Arrivarono, però, ben presto i tempi duri per la Dagnino. Infatti l'industria era stata aperta con il 25% di fondi privati e 75% regionali. A pochi anni dal successo di panettoni e prodotti da forno venne chiesto un aumento di capitale che i privati non riuscirono più a finanziare. Dagnino fu estromesso dalla sua carica e l'azienda andò incontro all'inevitabile fallimento.

“Papà ha anticipato molti dei prodotti dolciari – spiega e rivendica Giannandrea Dagnino, figlio dell'industriale, in un'intervista a La Repubblica – diffusi tra le famiglie italiane fatti in seguito dalla Barilla col Mulino Bianco.
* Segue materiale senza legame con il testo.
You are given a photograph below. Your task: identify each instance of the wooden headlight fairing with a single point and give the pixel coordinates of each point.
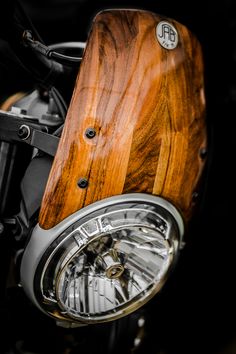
(145, 107)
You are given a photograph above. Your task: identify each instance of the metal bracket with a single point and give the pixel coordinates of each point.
(23, 128)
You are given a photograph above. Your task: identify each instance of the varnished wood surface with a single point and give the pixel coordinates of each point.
(147, 106)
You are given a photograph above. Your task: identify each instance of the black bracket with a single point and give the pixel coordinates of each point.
(20, 128)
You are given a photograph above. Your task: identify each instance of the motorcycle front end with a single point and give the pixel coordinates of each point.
(102, 162)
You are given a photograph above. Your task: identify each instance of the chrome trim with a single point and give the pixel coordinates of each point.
(41, 239)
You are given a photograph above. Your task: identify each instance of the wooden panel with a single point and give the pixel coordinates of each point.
(147, 106)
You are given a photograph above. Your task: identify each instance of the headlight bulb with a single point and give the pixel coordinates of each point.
(106, 260)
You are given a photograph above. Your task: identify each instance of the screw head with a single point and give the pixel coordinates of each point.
(203, 153)
(90, 133)
(83, 183)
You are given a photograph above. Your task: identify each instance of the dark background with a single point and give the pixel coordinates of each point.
(196, 311)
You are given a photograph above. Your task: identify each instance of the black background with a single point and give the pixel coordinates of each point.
(195, 312)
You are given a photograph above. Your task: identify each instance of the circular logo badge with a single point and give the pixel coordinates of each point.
(167, 35)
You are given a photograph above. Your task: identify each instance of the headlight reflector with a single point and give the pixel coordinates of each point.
(111, 259)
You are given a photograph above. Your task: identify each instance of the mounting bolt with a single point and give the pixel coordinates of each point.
(203, 153)
(24, 132)
(195, 196)
(83, 183)
(90, 133)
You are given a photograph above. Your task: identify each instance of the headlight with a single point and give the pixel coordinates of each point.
(104, 261)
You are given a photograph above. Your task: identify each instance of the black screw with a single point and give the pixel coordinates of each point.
(83, 183)
(24, 132)
(203, 153)
(90, 133)
(195, 196)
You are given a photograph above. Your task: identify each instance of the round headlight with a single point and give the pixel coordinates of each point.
(105, 261)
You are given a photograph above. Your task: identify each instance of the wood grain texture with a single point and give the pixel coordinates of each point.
(147, 106)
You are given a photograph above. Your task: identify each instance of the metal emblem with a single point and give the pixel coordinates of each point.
(167, 35)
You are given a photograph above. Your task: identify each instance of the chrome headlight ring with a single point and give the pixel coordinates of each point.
(104, 261)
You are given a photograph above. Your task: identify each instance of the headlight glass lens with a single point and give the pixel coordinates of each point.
(109, 263)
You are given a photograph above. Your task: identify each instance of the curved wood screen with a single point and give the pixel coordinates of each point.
(136, 119)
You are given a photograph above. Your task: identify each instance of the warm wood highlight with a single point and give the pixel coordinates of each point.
(147, 106)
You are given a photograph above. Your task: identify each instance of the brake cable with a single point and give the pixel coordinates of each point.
(49, 52)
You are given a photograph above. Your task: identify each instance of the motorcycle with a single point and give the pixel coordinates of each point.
(102, 163)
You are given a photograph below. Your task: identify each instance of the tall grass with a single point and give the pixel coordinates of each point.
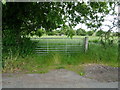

Forse sarebbe diventato famoso anche lui. Ma la vicenda della sua avventura di imprenditore, interrotta in maniera brutale e per lui traumatica, è emblematica del fallimento industriale della Sicilia, dovuto a una classe politica che, nella stagione del sogno industriale rincorso dalla Regione, anche in questo ha dimostrato la sua inadeguatezza”.